Religious and spiritual experiences activate the same brain reward circuits as love, sex, gambling and drugs, a new study shows.
Researchers at the University of Utah School of Medicine scanned the brains of 19 Mormons when they were reading religious texts and reported feeling 'close to the spirit.'
The MRI scans showed activation in an area of the brain called the nucleus accumbens, which processes rewards and has been linked to feelings of romantic love and addictions like gambling.
Spiritual feelings also activated the medial prefrontal cortex, which is a complex region involved in valuation, judgment and moral reasoning. As participants were experiencing peak feelings, their hearts beat faster and their breathing deepened.
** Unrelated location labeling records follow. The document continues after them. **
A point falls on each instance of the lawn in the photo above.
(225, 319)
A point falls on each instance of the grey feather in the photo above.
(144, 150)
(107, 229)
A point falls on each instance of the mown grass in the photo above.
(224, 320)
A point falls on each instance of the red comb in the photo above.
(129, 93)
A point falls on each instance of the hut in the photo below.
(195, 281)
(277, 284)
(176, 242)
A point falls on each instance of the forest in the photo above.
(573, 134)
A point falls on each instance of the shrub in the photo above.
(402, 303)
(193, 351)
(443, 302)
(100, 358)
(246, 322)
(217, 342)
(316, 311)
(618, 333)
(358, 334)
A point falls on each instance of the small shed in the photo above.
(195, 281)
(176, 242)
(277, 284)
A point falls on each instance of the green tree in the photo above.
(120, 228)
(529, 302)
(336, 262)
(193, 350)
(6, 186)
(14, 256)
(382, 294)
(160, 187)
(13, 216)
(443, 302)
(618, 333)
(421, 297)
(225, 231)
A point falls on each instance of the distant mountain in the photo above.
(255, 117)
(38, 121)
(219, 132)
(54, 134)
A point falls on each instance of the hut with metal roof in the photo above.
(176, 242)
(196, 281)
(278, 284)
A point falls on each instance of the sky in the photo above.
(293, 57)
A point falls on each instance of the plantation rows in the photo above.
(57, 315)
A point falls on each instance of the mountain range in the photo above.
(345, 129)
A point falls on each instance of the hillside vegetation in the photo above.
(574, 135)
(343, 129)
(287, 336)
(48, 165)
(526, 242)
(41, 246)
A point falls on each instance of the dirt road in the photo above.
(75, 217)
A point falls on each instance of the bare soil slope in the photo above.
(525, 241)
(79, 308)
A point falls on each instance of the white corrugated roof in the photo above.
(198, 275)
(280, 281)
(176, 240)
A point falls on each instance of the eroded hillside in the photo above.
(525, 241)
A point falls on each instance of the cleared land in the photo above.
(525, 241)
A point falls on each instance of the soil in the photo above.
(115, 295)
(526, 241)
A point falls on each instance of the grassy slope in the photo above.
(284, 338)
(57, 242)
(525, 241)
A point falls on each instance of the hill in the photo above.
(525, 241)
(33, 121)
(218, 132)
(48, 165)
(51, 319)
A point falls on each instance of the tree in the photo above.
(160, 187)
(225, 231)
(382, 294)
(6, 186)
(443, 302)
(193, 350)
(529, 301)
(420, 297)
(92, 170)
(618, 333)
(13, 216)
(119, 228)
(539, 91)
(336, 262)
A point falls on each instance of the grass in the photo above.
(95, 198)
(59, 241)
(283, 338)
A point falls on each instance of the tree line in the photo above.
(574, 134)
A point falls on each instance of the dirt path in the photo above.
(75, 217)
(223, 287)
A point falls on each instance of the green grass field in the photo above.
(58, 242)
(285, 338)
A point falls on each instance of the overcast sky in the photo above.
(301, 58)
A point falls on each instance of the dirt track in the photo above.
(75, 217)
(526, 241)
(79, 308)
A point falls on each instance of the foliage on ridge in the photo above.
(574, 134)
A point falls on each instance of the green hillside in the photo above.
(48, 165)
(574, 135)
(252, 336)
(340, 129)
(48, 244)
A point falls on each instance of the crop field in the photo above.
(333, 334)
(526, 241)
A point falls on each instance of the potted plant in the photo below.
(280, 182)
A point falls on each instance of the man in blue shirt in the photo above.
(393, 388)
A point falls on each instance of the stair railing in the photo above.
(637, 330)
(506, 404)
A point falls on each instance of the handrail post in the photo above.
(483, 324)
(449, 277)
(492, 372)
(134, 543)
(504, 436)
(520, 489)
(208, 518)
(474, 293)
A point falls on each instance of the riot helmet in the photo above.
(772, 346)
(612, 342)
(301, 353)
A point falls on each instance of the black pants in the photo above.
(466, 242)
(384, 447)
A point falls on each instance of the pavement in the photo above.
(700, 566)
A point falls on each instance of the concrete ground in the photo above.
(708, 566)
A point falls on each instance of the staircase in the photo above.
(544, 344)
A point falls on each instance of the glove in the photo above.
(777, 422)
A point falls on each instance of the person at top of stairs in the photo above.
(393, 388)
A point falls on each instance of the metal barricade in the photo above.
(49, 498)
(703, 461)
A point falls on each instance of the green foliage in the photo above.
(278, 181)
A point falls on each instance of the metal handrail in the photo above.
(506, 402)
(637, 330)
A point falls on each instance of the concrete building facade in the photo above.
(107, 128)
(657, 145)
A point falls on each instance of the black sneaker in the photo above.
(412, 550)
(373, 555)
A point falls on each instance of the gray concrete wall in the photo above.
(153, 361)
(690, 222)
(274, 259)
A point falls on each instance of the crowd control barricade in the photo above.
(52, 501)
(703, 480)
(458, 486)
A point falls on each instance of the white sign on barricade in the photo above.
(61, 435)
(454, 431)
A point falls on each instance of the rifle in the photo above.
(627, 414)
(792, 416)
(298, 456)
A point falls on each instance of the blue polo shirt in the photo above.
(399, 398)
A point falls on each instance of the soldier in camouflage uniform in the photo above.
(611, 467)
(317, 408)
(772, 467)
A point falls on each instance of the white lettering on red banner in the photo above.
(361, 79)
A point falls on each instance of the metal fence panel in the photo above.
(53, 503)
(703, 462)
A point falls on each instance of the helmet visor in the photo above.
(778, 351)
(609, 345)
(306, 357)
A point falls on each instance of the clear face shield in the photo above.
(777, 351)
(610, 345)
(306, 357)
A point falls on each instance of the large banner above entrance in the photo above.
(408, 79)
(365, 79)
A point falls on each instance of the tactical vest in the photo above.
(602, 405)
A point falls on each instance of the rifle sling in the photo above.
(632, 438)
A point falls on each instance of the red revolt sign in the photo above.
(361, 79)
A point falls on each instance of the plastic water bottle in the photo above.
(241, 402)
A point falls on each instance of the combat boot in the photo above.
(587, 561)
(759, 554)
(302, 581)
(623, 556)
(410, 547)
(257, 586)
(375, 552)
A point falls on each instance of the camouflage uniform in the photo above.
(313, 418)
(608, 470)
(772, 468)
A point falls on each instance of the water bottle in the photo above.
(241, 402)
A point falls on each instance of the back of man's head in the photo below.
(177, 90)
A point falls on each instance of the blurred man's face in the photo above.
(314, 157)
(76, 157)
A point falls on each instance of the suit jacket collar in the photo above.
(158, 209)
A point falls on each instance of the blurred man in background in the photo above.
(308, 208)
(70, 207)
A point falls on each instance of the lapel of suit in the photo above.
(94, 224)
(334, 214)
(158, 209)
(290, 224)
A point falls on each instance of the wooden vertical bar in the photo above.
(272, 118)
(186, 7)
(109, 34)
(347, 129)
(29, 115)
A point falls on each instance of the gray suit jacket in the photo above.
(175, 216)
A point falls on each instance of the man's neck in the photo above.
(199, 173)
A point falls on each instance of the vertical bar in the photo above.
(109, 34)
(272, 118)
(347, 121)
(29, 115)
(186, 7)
The findings suggest that undergoing a religious experience could alter thought and reasoning in the same way as being in love or battling an addiction.
"Religious experience is perhaps the most influential part of how people make decisions that affect all of us, for good and for ill," said senior author and neuroradiologist Dr Jeff Anderson, of the Utah School of Medicine.
"Understanding what happens in the brain to contribute to those decisions is really important.
"We're just beginning to understand how the brain participates in experiences that believers interpret as spiritual, divine or transcendent. In the last few years, brain imaging technologies have matured in ways that are letting us approach questions that have been around for millennia."
Mormons, as well as many other religions, use the feeling of feeling 'at one with God' in making decisions and view them as a means of Holy communion.
In hour long exams, seven females and 12 males were asked to read passages from the Book of Morman as well as undertaking other spiritual and non-spiritual tasks.
During each task they were asked the question 'Are you feeling the spirit?'' and were invited to give a range of answers.
They described feelings of peace and physical sensations of warmth. Many were in tears by the end of the scan.
"When our study participants were instructed to think about a savior, about being with their families for eternity, about their heavenly rewards, their brains and bodies physically responded," says lead author Dr Michael Ferguson, of University of Utah.
The study is the first initiative of the Religious Brain Project, launched by a group of University of Utah researchers in 2014, which aims to understand how the brain operates in people with deep spiritual and religious beliefs.
The findings are published in the journal Social Neuroscience.